Tuesday, November 4, 2014

Our Sump Pump Jump

Installing a sump pump into a house that never had one is an extremely messy job!  Our first house, built in 1926, had a wee bit of water problems.  We had all the confidence that we could fix it ourselves – and we did.  First we filled in the mortar joints that had come loose in our cinder block foundation with hydraulic cement.  Since we plugged up holes where water used to come in, we only had water seep up through the floor – but we were also still worried about the water pressure on the house.  Thus, the best solution for both these issues was to install a sump pump.

We had quoted a contractor to install a sump for us, and it would have cost us $1500.  So big shocker, after hearing that number, we decided to do the work ourselves.  The materials ended up costing us a whopping $250.  That’s $1250 in savings and I would say it was well worth tackling this project by ourselves – even if it was a dirty job.
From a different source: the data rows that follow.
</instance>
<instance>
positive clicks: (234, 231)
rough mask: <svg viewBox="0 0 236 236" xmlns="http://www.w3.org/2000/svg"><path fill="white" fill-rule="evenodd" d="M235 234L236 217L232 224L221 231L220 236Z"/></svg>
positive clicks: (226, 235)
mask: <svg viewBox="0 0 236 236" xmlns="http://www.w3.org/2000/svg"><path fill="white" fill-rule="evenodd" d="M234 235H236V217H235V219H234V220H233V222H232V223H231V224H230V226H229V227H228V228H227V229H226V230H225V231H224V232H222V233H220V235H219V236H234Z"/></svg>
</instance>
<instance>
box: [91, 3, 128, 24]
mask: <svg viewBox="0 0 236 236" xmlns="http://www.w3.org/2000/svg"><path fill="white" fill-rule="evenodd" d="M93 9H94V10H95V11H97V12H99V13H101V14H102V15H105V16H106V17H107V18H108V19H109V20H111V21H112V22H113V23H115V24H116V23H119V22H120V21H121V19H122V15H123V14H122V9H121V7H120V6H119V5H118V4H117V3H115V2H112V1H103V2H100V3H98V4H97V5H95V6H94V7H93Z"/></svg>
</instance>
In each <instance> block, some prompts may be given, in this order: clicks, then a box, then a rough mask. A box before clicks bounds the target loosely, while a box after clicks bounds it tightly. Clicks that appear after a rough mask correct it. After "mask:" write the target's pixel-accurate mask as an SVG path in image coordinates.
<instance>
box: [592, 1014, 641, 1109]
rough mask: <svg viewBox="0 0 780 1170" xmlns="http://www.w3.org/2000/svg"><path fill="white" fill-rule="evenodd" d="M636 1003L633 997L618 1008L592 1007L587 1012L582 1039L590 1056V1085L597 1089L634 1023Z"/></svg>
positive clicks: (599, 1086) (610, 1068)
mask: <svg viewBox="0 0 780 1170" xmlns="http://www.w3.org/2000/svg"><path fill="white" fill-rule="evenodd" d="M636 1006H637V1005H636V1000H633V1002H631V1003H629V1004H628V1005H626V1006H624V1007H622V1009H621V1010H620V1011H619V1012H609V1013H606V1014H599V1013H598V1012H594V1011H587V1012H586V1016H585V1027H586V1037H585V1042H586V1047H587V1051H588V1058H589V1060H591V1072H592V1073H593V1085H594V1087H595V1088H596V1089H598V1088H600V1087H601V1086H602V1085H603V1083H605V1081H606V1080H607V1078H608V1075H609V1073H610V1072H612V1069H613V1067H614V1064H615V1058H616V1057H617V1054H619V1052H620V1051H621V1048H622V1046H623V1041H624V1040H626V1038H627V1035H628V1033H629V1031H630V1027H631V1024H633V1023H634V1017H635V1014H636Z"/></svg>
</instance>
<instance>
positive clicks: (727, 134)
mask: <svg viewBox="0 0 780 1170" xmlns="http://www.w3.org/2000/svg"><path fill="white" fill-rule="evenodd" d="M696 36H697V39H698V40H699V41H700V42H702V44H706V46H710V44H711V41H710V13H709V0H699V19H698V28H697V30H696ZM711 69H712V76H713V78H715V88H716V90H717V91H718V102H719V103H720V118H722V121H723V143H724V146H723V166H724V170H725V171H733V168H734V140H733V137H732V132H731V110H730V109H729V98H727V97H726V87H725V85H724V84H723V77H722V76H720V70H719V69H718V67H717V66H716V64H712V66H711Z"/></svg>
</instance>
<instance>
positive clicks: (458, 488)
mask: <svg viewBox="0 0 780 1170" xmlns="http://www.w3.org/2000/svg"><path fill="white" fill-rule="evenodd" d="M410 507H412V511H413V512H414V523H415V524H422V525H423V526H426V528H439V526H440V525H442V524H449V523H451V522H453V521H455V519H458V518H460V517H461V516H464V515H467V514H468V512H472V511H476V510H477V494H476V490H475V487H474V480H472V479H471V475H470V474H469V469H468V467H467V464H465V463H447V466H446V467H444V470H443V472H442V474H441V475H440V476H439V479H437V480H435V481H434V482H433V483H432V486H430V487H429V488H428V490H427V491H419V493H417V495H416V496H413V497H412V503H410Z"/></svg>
Matt and a good friend Jeremy tackled the work from here on out.  They first used a jack hammer and concrete saw to cut a hole in the basement concrete floor where the sump would go.  Matt had to install a breaker just for these tools as they draw so much power.  This is the lovely temporary power solution for 30A service.

After all the concrete was out, it was just a lot of digging…


 The hole was finally big enough for the mesh and drainage rock to go in.

Matt drilled holes in the sump well for water to seep through.

And voila we were ready for concrete.

 Side note: a different corner in our basement had horrible cracks, so we decided to rip out the concrete and lay new concrete while we were doing the sump.  Yay for pretty, new, concrete and no cracks (seen in the left corner of the room)!

And this is the lovely pile of dirt we were left with...

Matt and I removed the dirt and concrete in 60 (Yes, sixty!) 5 gallon bucket loads and it was a happy sight seeing a clean room and empty buckets.

By the next day, we had 12” of water in the sump which means it’s working!

Next we had to core-drill through the wall for the discharge piping for the pump to spit out the unwanted water.